I will also prepare a small test dataset for you to process like you described.
Hi Nicholas,
I exported the demultiplexed EMP sequences, but am not sure what to do next. There are 2,454 .fastq.gz files. Do you want me to unzip one of them and select the first 10 sequences from it, import those 10 sequences into a new artifact and run deblur?
Byron
Here is the .qza of 10 sequences from the EMP dataset. dada2 and deblur failed to run on this small file. I got the same errors as I do when I run the large file. Thanks for the help!
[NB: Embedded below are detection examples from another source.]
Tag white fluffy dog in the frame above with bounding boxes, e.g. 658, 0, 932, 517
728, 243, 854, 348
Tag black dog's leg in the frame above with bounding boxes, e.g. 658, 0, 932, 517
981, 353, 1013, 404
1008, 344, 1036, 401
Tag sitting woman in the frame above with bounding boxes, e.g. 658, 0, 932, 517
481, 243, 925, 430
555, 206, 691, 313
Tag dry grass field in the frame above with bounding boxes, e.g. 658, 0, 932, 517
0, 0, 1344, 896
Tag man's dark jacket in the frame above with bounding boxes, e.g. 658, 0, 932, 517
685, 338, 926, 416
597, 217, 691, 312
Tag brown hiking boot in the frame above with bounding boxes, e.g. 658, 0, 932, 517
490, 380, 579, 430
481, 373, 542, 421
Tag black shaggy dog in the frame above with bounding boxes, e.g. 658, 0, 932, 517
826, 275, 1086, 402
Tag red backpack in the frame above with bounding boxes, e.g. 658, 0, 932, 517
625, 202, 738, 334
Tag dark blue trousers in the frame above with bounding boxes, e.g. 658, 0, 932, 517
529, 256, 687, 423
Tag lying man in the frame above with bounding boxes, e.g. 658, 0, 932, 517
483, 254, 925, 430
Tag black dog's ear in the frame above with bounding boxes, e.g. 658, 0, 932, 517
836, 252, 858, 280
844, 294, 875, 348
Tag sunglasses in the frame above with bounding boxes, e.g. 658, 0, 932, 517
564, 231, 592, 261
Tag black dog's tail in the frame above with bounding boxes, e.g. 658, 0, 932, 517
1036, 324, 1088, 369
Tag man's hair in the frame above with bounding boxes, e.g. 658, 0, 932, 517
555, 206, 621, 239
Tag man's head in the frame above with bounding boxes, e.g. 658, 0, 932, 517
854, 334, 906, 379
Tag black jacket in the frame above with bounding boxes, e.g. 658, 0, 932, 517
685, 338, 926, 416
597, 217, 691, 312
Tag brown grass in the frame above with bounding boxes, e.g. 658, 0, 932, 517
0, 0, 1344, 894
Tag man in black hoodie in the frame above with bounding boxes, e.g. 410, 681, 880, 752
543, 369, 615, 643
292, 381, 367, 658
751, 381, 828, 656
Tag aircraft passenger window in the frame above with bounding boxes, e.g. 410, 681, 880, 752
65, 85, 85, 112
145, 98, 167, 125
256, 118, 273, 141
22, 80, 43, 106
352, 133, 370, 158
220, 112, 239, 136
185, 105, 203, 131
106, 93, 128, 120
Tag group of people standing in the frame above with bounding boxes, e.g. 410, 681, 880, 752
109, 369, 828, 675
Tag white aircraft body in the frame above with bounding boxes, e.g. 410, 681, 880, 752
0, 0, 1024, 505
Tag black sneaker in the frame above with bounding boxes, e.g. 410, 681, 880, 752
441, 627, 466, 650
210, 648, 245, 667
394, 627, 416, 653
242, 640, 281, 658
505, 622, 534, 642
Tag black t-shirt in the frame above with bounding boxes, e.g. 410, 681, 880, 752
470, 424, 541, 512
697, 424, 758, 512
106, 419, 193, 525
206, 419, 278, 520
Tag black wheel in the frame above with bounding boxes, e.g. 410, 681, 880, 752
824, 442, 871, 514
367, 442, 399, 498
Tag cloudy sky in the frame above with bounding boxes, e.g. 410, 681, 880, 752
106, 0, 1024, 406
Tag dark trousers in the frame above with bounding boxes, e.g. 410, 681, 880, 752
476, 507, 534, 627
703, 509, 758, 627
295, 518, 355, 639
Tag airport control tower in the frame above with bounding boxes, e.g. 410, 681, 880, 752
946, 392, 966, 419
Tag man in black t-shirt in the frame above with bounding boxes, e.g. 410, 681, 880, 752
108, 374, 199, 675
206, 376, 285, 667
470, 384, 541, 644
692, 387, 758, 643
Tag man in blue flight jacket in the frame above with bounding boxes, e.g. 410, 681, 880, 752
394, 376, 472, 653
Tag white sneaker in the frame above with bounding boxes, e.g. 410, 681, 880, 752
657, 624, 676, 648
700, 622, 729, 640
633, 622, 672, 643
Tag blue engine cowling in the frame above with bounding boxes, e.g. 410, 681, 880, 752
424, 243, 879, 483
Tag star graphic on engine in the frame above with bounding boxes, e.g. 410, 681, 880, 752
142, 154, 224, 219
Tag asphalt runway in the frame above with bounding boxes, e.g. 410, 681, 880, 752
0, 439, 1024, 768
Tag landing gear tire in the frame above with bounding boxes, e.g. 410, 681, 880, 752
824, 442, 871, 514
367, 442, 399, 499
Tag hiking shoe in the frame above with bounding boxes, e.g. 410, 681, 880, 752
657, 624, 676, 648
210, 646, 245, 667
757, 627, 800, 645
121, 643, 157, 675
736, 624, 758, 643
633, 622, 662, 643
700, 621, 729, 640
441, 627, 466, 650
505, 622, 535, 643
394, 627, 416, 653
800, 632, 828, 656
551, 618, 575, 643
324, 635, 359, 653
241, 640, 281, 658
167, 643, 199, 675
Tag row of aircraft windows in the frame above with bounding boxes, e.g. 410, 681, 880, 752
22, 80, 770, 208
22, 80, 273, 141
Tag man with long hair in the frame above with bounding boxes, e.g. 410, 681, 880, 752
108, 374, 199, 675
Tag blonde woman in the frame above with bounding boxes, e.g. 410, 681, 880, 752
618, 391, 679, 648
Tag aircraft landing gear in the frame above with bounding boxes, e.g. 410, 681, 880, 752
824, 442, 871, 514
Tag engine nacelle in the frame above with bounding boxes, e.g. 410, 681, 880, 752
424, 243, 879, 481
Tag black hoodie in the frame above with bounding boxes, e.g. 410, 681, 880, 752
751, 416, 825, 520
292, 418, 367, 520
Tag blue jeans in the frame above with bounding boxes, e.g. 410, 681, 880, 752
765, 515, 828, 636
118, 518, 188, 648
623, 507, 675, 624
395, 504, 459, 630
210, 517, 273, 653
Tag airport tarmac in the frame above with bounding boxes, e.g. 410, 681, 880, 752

I ran dada2 with this command:
qiime dada2 denoise-single --i-demultiplexed-seqs single-end-demux_qiime2_forum.qza --p-trim-left 0 --p-trunc-len 120 --p-n-threads 0 --p-chimera-method consensus --o-representative-sequences rep-seqs-dada2_qiime2_forum.qza --o-table table-dada2_qiime2_forum.qza --o-denoising-stats stats-dada2_qiime2_forum.qza
And got this error: Plugin error from dada2: No features remain after denoising. Try adjusting your truncation and trim parameter settings. Debug info has been saved to /var/folders/14/2xdw_prn4_z9ds_35n20v8_80000gn/T/qiime2-q2cli-err-37q6eloj.log
I ran deblur with this command:
qiime2_forum byroncrump$ qiime deblur denoise-16S --i-demultiplexed-seqs single-end-demux_qiime2_forum.qza --p-trim-length 120 --p-jobs-to-start 20 --p-sample-stats --verbose --o-representative-sequences deblur-rep-seqs_qiime2_forum.qza --o-table deblur-table_qiime2_forum.qza --o-stats deblur-stats_qiime2_forum.qza
And I got this error: Plugin error from deblur: No sequences passed the filter. It is possible the trim_length (%d) may exceed the longest sequence, that all of the sequences are artifacts like PhiX or adapter, or that the positive reference used is not representative of the data being denoised. See above for debug info.
okay we can rule out blaming trimmomatic!